DA SUCURSAL DE BRASÍLIA

O desinteresse do empresariado por novos investimentos, sobretudo em áreas estratégicas como a de energia, deve ser visto pelo governo como um alerta do setor privado, na avaliação do secretário do Tesouro Nacional, Joaquim Levy. Entretanto, ele diz que o problema não será resolvido exclusivamente com a redução da taxa de juros.
"Se acharmos que vamos resolver isso somente com a taxa de juros, não vamos conseguir. Vamos ter inflação porque o empresário vai continuar pegando o dinheiro e arrumando outra coisa [para investir]", afirmou ele.
Para Levy, essa é uma questão que passa também pela discussão do perfil do gasto público para reduzir o volume de impostos, de entraves burocráticos e, principalmente, pela "educação" dos empresários. Levy acredita que os empresários precisam deixar de lado a idéia de que a cada ciclo de recuperação da economia será possível "carregar a tinta nos preços".

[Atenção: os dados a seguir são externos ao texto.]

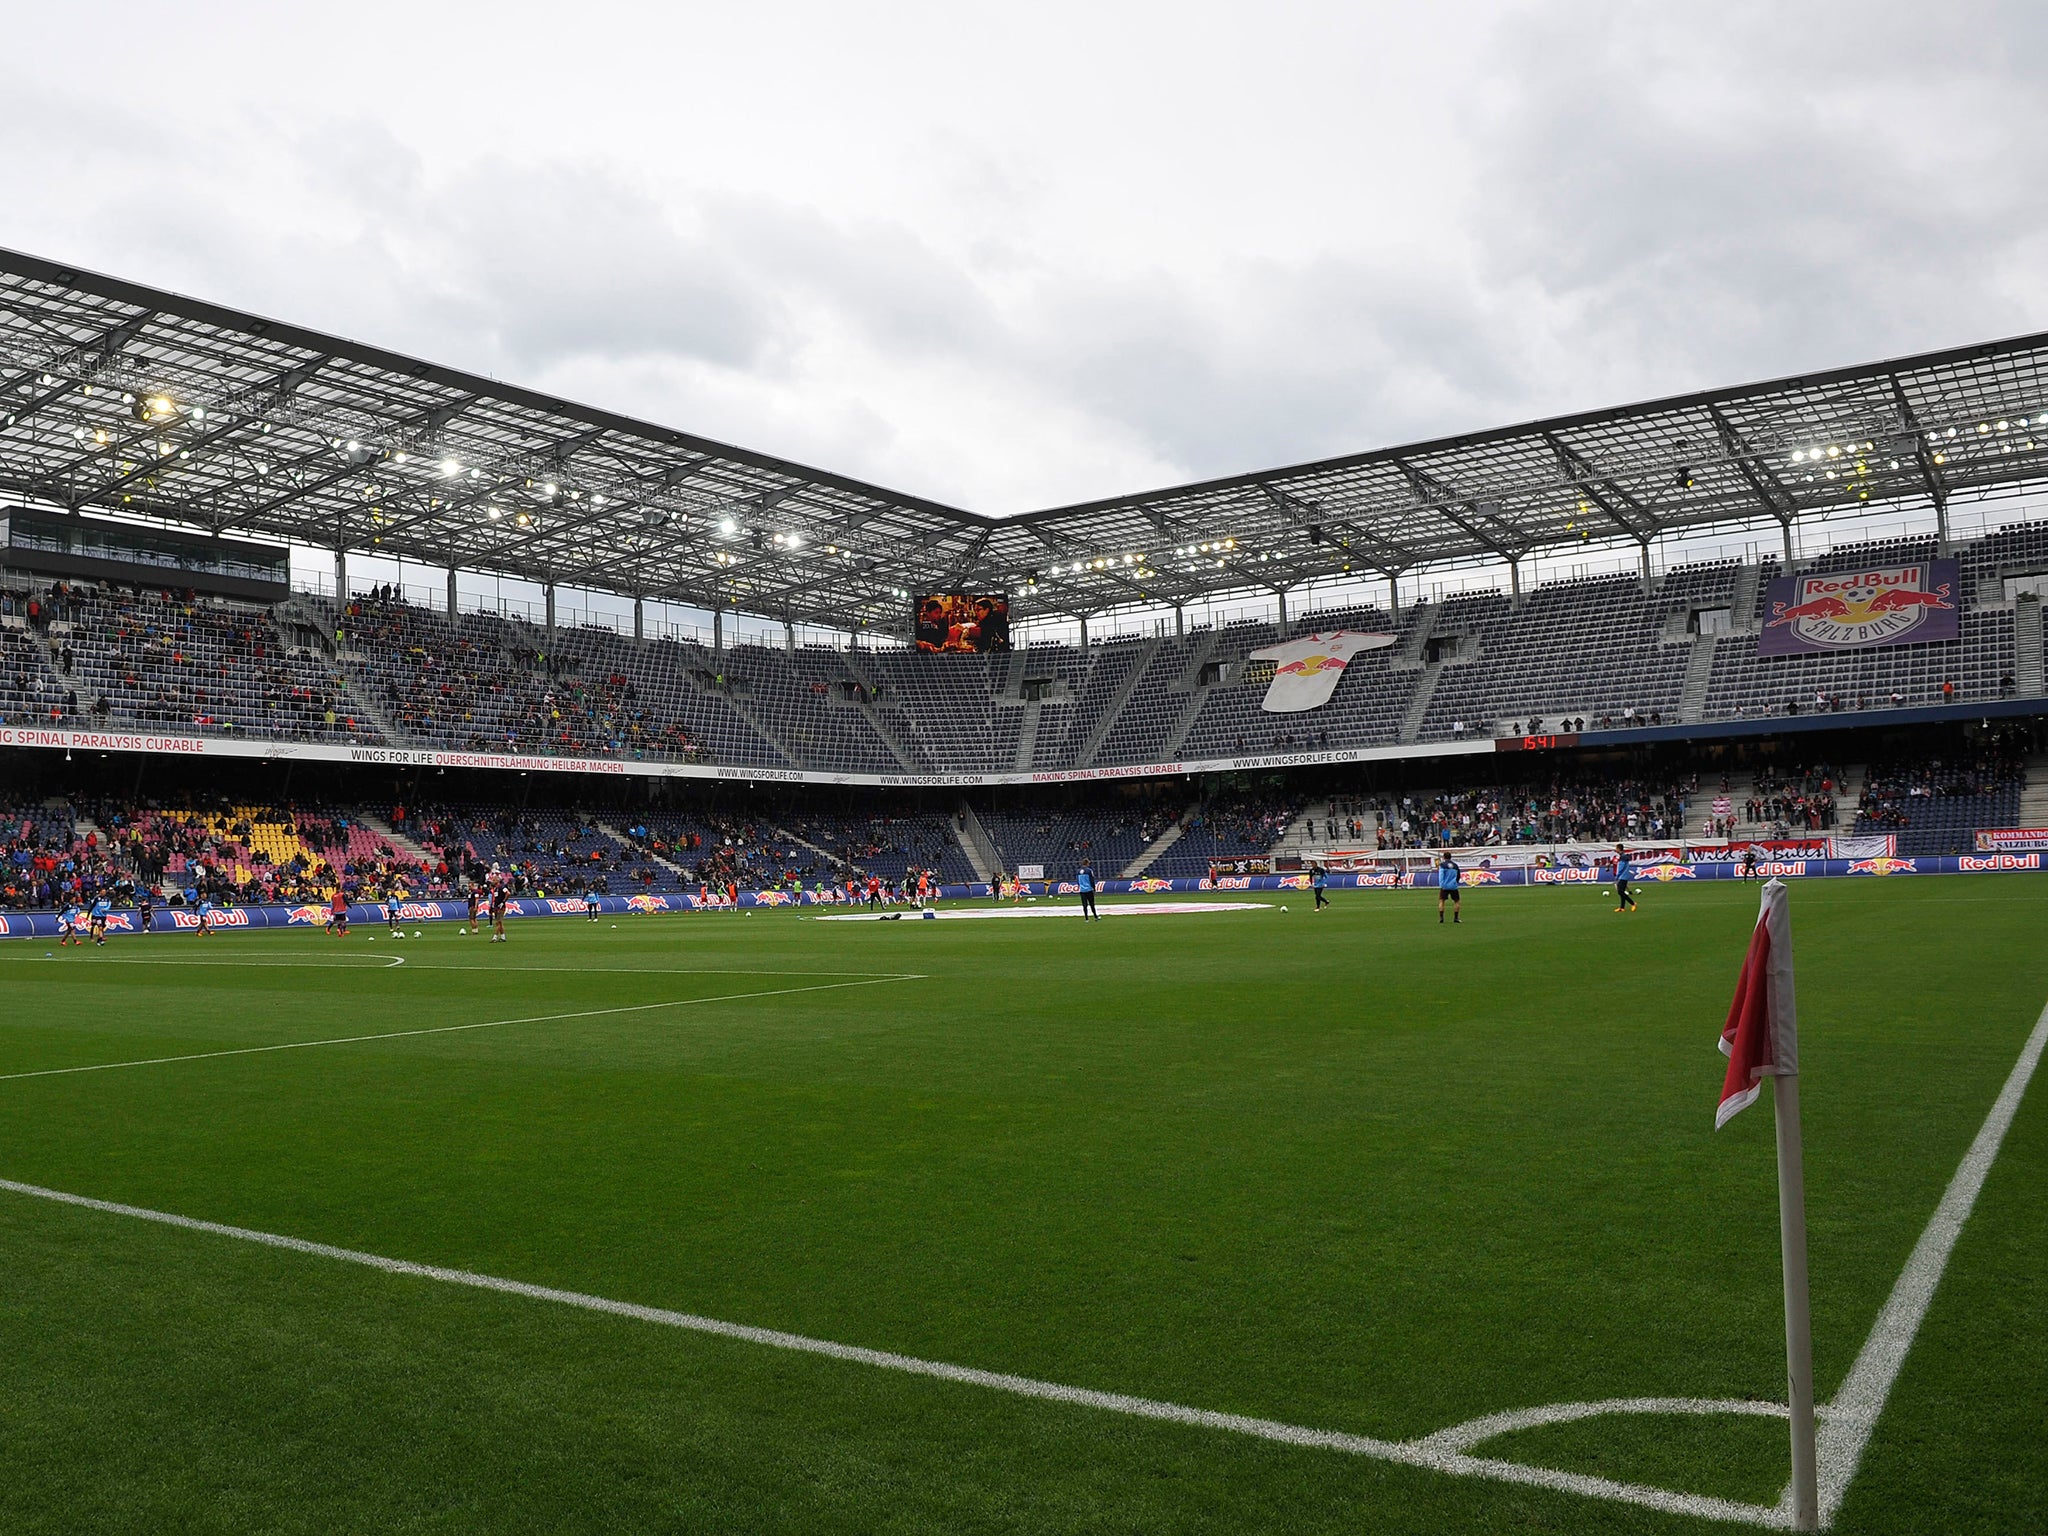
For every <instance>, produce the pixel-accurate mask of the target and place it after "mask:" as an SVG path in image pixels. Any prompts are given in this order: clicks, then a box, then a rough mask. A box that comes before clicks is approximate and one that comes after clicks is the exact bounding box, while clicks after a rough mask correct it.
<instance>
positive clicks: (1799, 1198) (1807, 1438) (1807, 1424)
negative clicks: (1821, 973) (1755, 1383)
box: [1772, 1073, 1821, 1530]
mask: <svg viewBox="0 0 2048 1536" xmlns="http://www.w3.org/2000/svg"><path fill="white" fill-rule="evenodd" d="M1772 1112H1774V1114H1776V1116H1778V1247H1780V1251H1782V1255H1784V1272H1786V1399H1788V1407H1790V1409H1792V1530H1821V1489H1819V1470H1817V1462H1815V1448H1812V1438H1815V1436H1812V1313H1810V1311H1808V1298H1806V1169H1804V1159H1802V1157H1800V1135H1798V1077H1796V1075H1794V1073H1786V1075H1780V1077H1772Z"/></svg>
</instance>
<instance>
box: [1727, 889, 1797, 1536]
mask: <svg viewBox="0 0 2048 1536" xmlns="http://www.w3.org/2000/svg"><path fill="white" fill-rule="evenodd" d="M1720 1049H1722V1053H1724V1055H1726V1057H1729V1075H1726V1079H1724V1081H1722V1083H1720V1108H1718V1110H1716V1112H1714V1128H1716V1130H1720V1126H1724V1124H1726V1122H1729V1120H1733V1118H1735V1116H1737V1114H1741V1112H1743V1110H1747V1108H1749V1106H1751V1104H1755V1102H1757V1096H1759V1094H1761V1092H1763V1079H1765V1077H1769V1079H1772V1112H1774V1114H1776V1118H1778V1255H1780V1264H1782V1268H1784V1290H1786V1407H1788V1409H1790V1419H1792V1501H1790V1509H1788V1513H1790V1524H1792V1530H1819V1528H1821V1493H1819V1466H1817V1458H1815V1411H1812V1317H1810V1313H1808V1305H1806V1171H1804V1153H1802V1149H1800V1135H1798V1004H1796V999H1794V993H1792V920H1790V915H1788V913H1786V887H1784V881H1769V883H1765V887H1763V905H1761V907H1759V911H1757V926H1755V928H1753V930H1751V934H1749V954H1747V956H1743V971H1741V975H1739V977H1737V979H1735V1001H1733V1004H1729V1022H1726V1024H1724V1026H1722V1030H1720Z"/></svg>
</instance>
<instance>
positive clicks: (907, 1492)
mask: <svg viewBox="0 0 2048 1536" xmlns="http://www.w3.org/2000/svg"><path fill="white" fill-rule="evenodd" d="M1282 899H1284V901H1286V903H1288V907H1290V911H1284V913H1282V911H1278V903H1280V901H1282ZM1640 899H1642V909H1640V913H1636V915H1616V913H1612V909H1610V907H1612V899H1606V897H1604V895H1602V893H1599V891H1589V889H1534V891H1489V889H1479V891H1473V893H1468V895H1466V899H1464V907H1466V913H1464V924H1462V926H1456V928H1452V926H1440V924H1438V920H1436V903H1434V899H1432V897H1430V895H1427V893H1380V891H1372V893H1339V895H1337V897H1335V907H1333V909H1331V911H1325V913H1311V909H1309V895H1307V893H1286V895H1284V897H1270V899H1268V897H1255V901H1260V903H1266V901H1272V907H1268V909H1251V911H1245V909H1239V911H1214V913H1200V915H1155V918H1137V915H1116V913H1114V909H1116V905H1118V903H1116V899H1104V909H1106V911H1108V913H1110V920H1108V922H1102V924H1085V926H1083V924H1079V922H913V920H905V922H877V924H860V922H844V924H823V922H815V920H811V918H807V915H799V913H786V911H764V913H758V915H733V913H707V915H680V918H666V915H659V918H631V920H618V924H616V928H614V926H610V920H604V922H600V924H596V926H592V924H584V922H578V920H535V922H522V924H514V926H512V930H510V932H512V940H510V942H508V944H498V946H492V944H487V942H485V940H483V938H467V936H459V934H457V928H455V924H436V926H432V928H426V932H424V936H422V938H418V940H416V938H412V936H410V930H408V938H406V940H401V942H393V940H391V938H389V936H387V934H385V932H383V930H358V932H356V934H352V936H350V938H348V940H328V938H324V936H319V934H223V936H217V938H205V940H203V938H195V936H188V934H176V936H172V934H162V936H150V938H133V936H123V938H119V940H115V942H113V944H109V948H106V950H55V952H49V950H51V946H49V944H45V942H6V944H0V987H4V991H0V995H4V997H6V1006H4V1008H0V1180H6V1182H10V1184H12V1186H20V1188H8V1190H0V1339H4V1343H6V1348H4V1350H0V1446H4V1462H6V1477H4V1479H0V1528H4V1530H8V1532H43V1530H51V1532H53V1530H219V1532H244V1530H246V1532H258V1530H260V1532H336V1530H432V1532H444V1530H449V1532H453V1530H465V1532H467V1530H477V1532H508V1530H522V1532H524V1530H561V1532H596V1530H604V1532H639V1530H647V1532H657V1530H659V1532H668V1530H750V1532H778V1530H786V1532H821V1530H846V1532H1083V1530H1085V1532H1100V1530H1130V1532H1247V1530H1249V1532H1255V1530H1268V1532H1346V1534H1350V1536H1356V1534H1358V1532H1382V1530H1384V1532H1419V1530H1430V1532H1436V1530H1485V1532H1520V1530H1530V1532H1677V1530H1686V1532H1696V1530H1743V1528H1745V1526H1739V1524H1726V1522H1724V1520H1716V1518H1712V1516H1714V1511H1716V1509H1722V1503H1724V1505H1729V1507H1737V1505H1747V1507H1757V1505H1774V1503H1776V1501H1778V1495H1780V1489H1782V1487H1784V1483H1786V1477H1788V1450H1786V1423H1784V1419H1782V1417H1772V1415H1767V1413H1626V1415H1624V1413H1604V1415H1593V1417H1577V1419H1565V1421H1556V1423H1536V1425H1532V1427H1507V1430H1503V1432H1501V1434H1497V1436H1493V1438H1487V1440H1485V1442H1483V1444H1481V1442H1470V1446H1468V1448H1466V1450H1460V1446H1466V1442H1464V1440H1458V1438H1456V1436H1452V1438H1450V1440H1442V1438H1440V1440H1438V1442H1436V1444H1438V1446H1440V1448H1448V1452H1446V1456H1442V1458H1438V1460H1444V1462H1446V1464H1444V1466H1438V1464H1430V1458H1427V1456H1421V1454H1413V1456H1405V1458H1403V1456H1401V1454H1397V1456H1384V1454H1378V1452H1374V1450H1370V1448H1374V1446H1378V1448H1395V1450H1399V1448H1405V1446H1415V1444H1417V1442H1425V1440H1427V1438H1430V1436H1442V1432H1450V1430H1454V1427H1456V1425H1468V1423H1473V1421H1477V1419H1485V1417H1487V1415H1499V1413H1509V1411H1518V1409H1540V1407H1548V1405H1569V1403H1602V1401H1610V1399H1686V1401H1694V1399H1714V1401H1780V1403H1782V1399H1784V1331H1782V1311H1780V1274H1778V1206H1776V1171H1774V1157H1772V1114H1769V1108H1767V1106H1765V1108H1757V1110H1751V1112H1749V1114H1743V1116H1739V1118H1737V1120H1735V1122H1733V1124H1731V1126H1729V1128H1726V1130H1722V1133H1718V1135H1716V1133H1714V1128H1712V1124H1714V1100H1716V1094H1718V1085H1720V1073H1722V1059H1720V1057H1718V1055H1716V1051H1714V1042H1716V1036H1718V1030H1720V1022H1722V1016H1724V1014H1726V1006H1729V995H1731V989H1733V983H1735V973H1737V967H1739V963H1741V954H1743V946H1745V942H1747V936H1749V928H1751V924H1753V920H1755V907H1757V893H1755V889H1753V887H1745V885H1739V883H1712V885H1706V883H1702V885H1698V887H1649V889H1647V891H1645V893H1642V897H1640ZM1792 930H1794V944H1796V958H1798V985H1800V1034H1802V1073H1804V1075H1802V1098H1804V1130H1806V1198H1808V1223H1810V1249H1812V1319H1815V1376H1817V1389H1819V1397H1821V1401H1823V1403H1825V1401H1829V1399H1833V1397H1835V1393H1837V1391H1839V1389H1841V1384H1843V1380H1845V1378H1847V1376H1849V1372H1851V1366H1853V1364H1855V1360H1858V1356H1860V1352H1864V1350H1866V1341H1868V1339H1870V1337H1872V1329H1874V1323H1878V1317H1880V1311H1882V1309H1884V1307H1886V1298H1888V1296H1892V1290H1894V1286H1898V1282H1901V1274H1903V1272H1905V1270H1907V1264H1909V1255H1911V1253H1913V1251H1915V1243H1919V1241H1921V1237H1923V1233H1925V1231H1927V1229H1929V1219H1931V1217H1935V1210H1937V1206H1939V1204H1942V1200H1944V1190H1948V1188H1950V1184H1952V1180H1956V1178H1958V1167H1960V1165H1962V1163H1964V1159H1966V1153H1968V1149H1970V1147H1972V1141H1974V1139H1978V1135H1980V1130H1982V1128H1985V1124H1987V1116H1993V1112H1995V1102H1997V1100H1999V1096H2001V1090H2003V1087H2005V1085H2007V1081H2009V1079H2011V1075H2013V1071H2015V1063H2019V1061H2021V1051H2023V1047H2025V1042H2028V1040H2030V1036H2032V1034H2034V1030H2036V1022H2038V1020H2040V1018H2042V1008H2044V1001H2048V946H2044V942H2042V936H2044V934H2048V881H2042V879H2040V877H2028V874H2019V877H1968V879H1964V877H1956V879H1933V877H1929V879H1888V881H1812V883H1800V885H1794V889H1792ZM373 934H375V936H373ZM281 1047H283V1049H281ZM117 1063H129V1065H117ZM2044 1092H2048V1090H2044V1087H2042V1085H2040V1083H2036V1085H2034V1090H2032V1092H2030V1094H2028V1096H2025V1098H2023V1100H2021V1102H2019V1108H2017V1118H2013V1120H2011V1130H2009V1135H2005V1139H2003V1147H2001V1151H1999V1153H1997V1161H1995V1163H1993V1165H1991V1171H1989V1178H1987V1180H1985V1184H1982V1194H1980V1196H1978V1200H1976V1204H1974V1210H1972V1214H1970V1217H1968V1221H1966V1225H1964V1227H1962V1233H1960V1239H1958V1241H1956V1245H1954V1253H1952V1257H1950V1260H1948V1266H1946V1272H1944V1274H1942V1280H1939V1288H1937V1290H1935V1294H1933V1303H1931V1309H1929V1311H1927V1313H1925V1323H1923V1325H1921V1327H1919V1331H1917V1335H1915V1337H1913V1341H1911V1350H1909V1354H1907V1358H1905V1364H1903V1368H1901V1370H1898V1376H1896V1384H1894V1386H1892V1391H1890V1395H1888V1401H1886V1403H1884V1409H1882V1415H1880V1417H1878V1421H1876V1430H1874V1434H1872V1436H1870V1442H1868V1448H1866V1450H1864V1454H1862V1464H1860V1470H1858V1473H1855V1477H1853V1481H1851V1483H1849V1485H1847V1491H1845V1497H1843V1501H1841V1507H1839V1513H1837V1518H1835V1524H1833V1528H1835V1530H1837V1532H1944V1534H1950V1532H1970V1530H1982V1532H2011V1530H2040V1528H2042V1526H2044V1524H2048V1434H2044V1427H2042V1407H2040V1405H2042V1401H2044V1397H2048V1327H2044V1321H2048V1104H2044ZM1765 1100H1767V1096H1765ZM37 1192H61V1194H68V1196H84V1198H88V1200H98V1202H113V1204H121V1206H129V1208H133V1210H125V1212H123V1210H106V1208H90V1206H80V1204H68V1202H59V1200H53V1198H47V1194H37ZM141 1212H158V1214H170V1217H180V1219H188V1223H186V1225H170V1223H164V1221H147V1219H141ZM190 1223H217V1225H221V1227H231V1229H238V1231H236V1233H219V1231H199V1229H195V1227H193V1225H190ZM256 1235H264V1237H272V1239H297V1243H299V1245H297V1247H291V1245H279V1243H274V1241H254V1237H256ZM311 1245H326V1247H330V1249H346V1253H340V1255H338V1253H328V1251H315V1249H313V1247H311ZM369 1257H377V1260H389V1262H399V1266H397V1268H391V1266H387V1268H379V1266H375V1264H371V1262H367V1260H369ZM403 1266H420V1268H416V1270H408V1268H403ZM432 1270H446V1272H461V1276H449V1274H432ZM477 1278H487V1280H489V1282H492V1286H479V1284H473V1280H477ZM496 1282H506V1284H496ZM535 1288H543V1290H547V1292H563V1294H541V1292H539V1290H535ZM713 1325H737V1327H735V1329H725V1331H707V1327H713ZM758 1331H772V1333H774V1335H762V1333H758ZM780 1335H795V1337H780ZM791 1346H797V1348H791ZM825 1346H848V1348H846V1350H838V1352H829V1350H825ZM874 1352H881V1356H879V1354H874ZM907 1366H909V1368H907ZM932 1368H961V1370H958V1372H954V1374H952V1376H948V1374H944V1372H942V1374H932ZM975 1372H993V1374H997V1376H1004V1378H1006V1380H983V1378H979V1376H975ZM1008 1378H1016V1380H1008ZM1061 1389H1075V1391H1071V1393H1063V1391H1061ZM1106 1399H1118V1401H1106ZM1122 1399H1137V1401H1122ZM1167 1405H1171V1409H1174V1411H1178V1409H1192V1411H1194V1413H1188V1415H1182V1417H1180V1419H1176V1417H1171V1415H1165V1417H1161V1409H1165V1407H1167ZM1219 1415H1231V1417H1219ZM1239 1421H1257V1423H1239ZM1511 1423H1520V1421H1511ZM1260 1425H1264V1427H1260ZM1280 1427H1286V1430H1307V1432H1321V1436H1315V1434H1309V1436H1292V1438H1290V1436H1284V1434H1282V1436H1274V1434H1272V1432H1274V1430H1280ZM1475 1434H1477V1432H1475ZM1319 1440H1321V1444H1319ZM1452 1452H1454V1454H1452ZM1458 1454H1468V1456H1473V1458H1487V1460H1489V1462H1499V1464H1503V1466H1507V1464H1511V1466H1522V1468H1536V1475H1534V1477H1530V1479H1522V1481H1509V1477H1511V1475H1489V1473H1485V1470H1473V1468H1468V1466H1462V1462H1458V1460H1456V1456H1458ZM1446 1466H1448V1470H1446ZM1575 1479H1587V1483H1585V1487H1577V1485H1575ZM1595 1481H1597V1487H1595ZM1616 1485H1620V1487H1634V1489H1665V1491H1673V1493H1677V1495H1683V1499H1681V1501H1675V1503H1671V1505H1669V1507H1653V1505H1651V1503H1645V1501H1628V1499H1618V1497H1602V1495H1599V1489H1612V1487H1616ZM1688 1501H1690V1503H1688ZM1716 1501H1720V1503H1716Z"/></svg>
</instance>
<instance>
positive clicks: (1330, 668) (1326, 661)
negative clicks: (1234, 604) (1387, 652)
mask: <svg viewBox="0 0 2048 1536" xmlns="http://www.w3.org/2000/svg"><path fill="white" fill-rule="evenodd" d="M1393 643H1395V637H1393V635H1360V633H1358V631H1352V629H1337V631H1331V633H1329V635H1305V637H1303V639H1298V641H1288V643H1286V645H1268V647H1266V649H1264V651H1251V657H1249V659H1253V662H1272V664H1274V680H1272V682H1270V684H1268V686H1266V698H1264V700H1262V702H1260V709H1264V711H1266V713H1268V715H1298V713H1303V711H1305V709H1321V707H1323V705H1327V702H1329V696H1331V694H1333V692H1335V690H1337V684H1339V682H1341V680H1343V668H1348V666H1350V664H1352V657H1354V655H1358V653H1360V651H1378V649H1380V647H1384V645H1393Z"/></svg>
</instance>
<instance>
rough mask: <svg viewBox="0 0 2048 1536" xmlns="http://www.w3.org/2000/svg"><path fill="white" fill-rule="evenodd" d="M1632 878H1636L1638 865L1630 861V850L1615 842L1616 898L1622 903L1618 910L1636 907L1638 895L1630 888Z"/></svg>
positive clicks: (1633, 878) (1628, 910)
mask: <svg viewBox="0 0 2048 1536" xmlns="http://www.w3.org/2000/svg"><path fill="white" fill-rule="evenodd" d="M1632 879H1636V866H1634V864H1630V862H1628V850H1626V848H1622V846H1620V844H1614V899H1616V901H1618V903H1620V905H1618V907H1616V911H1634V909H1636V897H1634V893H1632V891H1630V889H1628V883H1630V881H1632Z"/></svg>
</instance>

Esse tipo de comportamento, segundo o secretário, exige uma reação do governo: para impedir o conseqüente aumento da inflação, é preciso elevar a taxa de juros.
"Estamos entrando numa armadilha. Temos que ver isso como um sinal de alerta do setor privado", afirmou. Segundo Levy, obstáculos que surgem em alguns setores estão fazendo com que o setor privado empurre para o governo a responsabilidade de garantir os investimentos.
Citando especificamente a área de energia, em que a dificuldade em conseguir licenças ambientais impede a construção de novas usinas, Levy afirma que os empresários precisam entender que o país mudou e que o processo decisório é dividido em várias áreas.
"Ele [setor privado] está caindo fora e jogando a responsabilidade para o governo, que não está mais bem aparelhado para atendê-la. O processo decisório é fragmentado. Hoje em dia, ninguém faz mais uma Balbina", avalia, referindo-se à construção da polêmica usina hidrelétrica nas décadas de 70/80 em meio a uma reserva indígena, no Amazonas.
Para Levy, o aumento da taxa de investimento no país e a redução dos juros passam pela discussão de coisas "chatas e complicadas", mas não há alternativa.

Processo de aprendizado
"As grandes questões do novo mundo são o que vamos fazer com o gasto público, a política de oferta [que tem ligação com a despesa do setor público] e essa relação da posição do setor privado em caso de aumento de demanda."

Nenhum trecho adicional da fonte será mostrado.